In the gray luminescence of the Los Angeles night, the bullet-torn Dodge lurched to a stop on flattened tires. Slugs from the Uzis of the Guerreros Blancoscontinued to hammer the pocked doors. Ricochets slammed into the stucco of the deserted houses across the street. Captain Madrano emptied his second magazine of cartridges into the driver's door, then reloaded his scorching hot Uzi.
Surveying the street, Madrano watched as his soldiers continued raking the wrecked Dodge. He had fired a total of sixty rounds into the car. Certainly, he and his soldiers had killed the "specialists from Washington" riding inside. He shouted out to his men: "!Alto! !Alto!"
The auto-fire died away. Madrano motioned for his lieutenant to check the hulk.
Zigzagging as they had taught him at Fort Bragg, the lieutenant dashed into the street. He looked into the Dodge, then flicked on a flashlight. After searching the interior with the beam, he called out to the captain: "El federal!"
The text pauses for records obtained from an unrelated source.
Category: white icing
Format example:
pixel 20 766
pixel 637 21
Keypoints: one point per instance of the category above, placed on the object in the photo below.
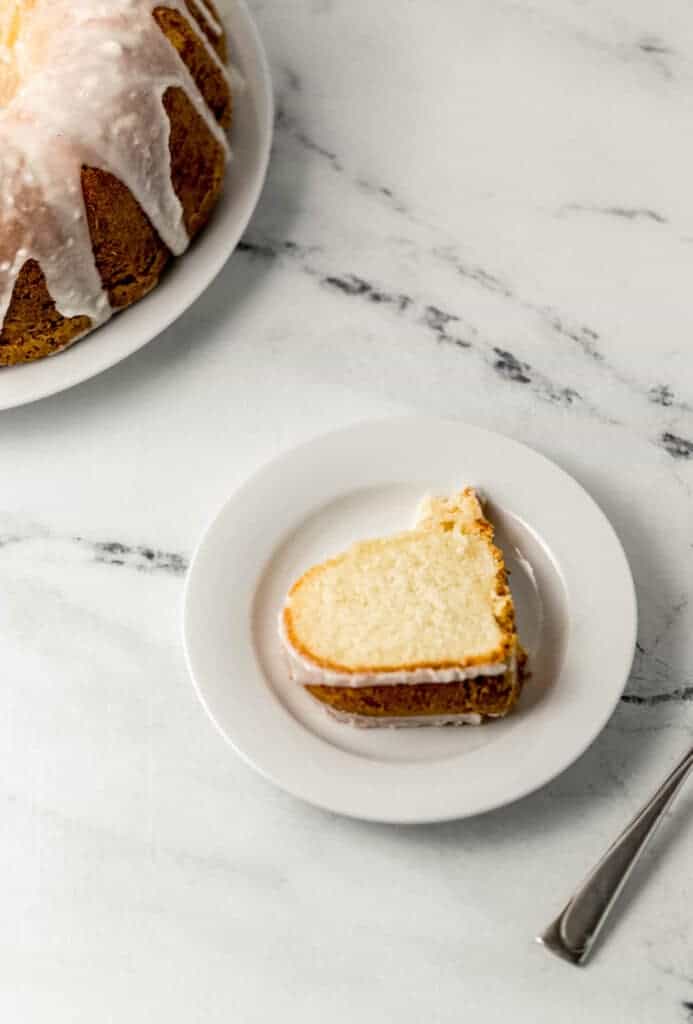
pixel 394 722
pixel 308 673
pixel 98 73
Captain Madrano left his concealment. The stink of gasoline swirled in the cool night. The flashlight's beam illuminated a sickening mass of flesh and torn clothing. Spilled intestines reeked of excrement. Vinyl and auto glass and foam plastic mixed with the gore.
What remained of the head had the face of Agent Gallucci.
Confused, not believing what had happened, Captain Madrano backed away from the car. The stink of gasoline choked him. He looked down at the asphalt. Gasoline and blood flowed from the bullet-patterned automobile. The captain grabbed the flashlight from his lieutenant and looked in again.
No corpses sprawled in the back of the Dodge. And only one body not actually a body any longer, actually a tangled spill of body parts covered the front seat.
Agent Gallucci.
Captain Madrano had killed Colonel Quesada's most effective North American. A North American who operated within the same agencies threatening the Families of El Salvador with investigation and indictment and slander. Though Colonel Quesada had forgiven his blunder in the mountains south of San Jose, because of the friendship of their families and their intermingled bloodlines, how could Madrano beg forgiveness for this?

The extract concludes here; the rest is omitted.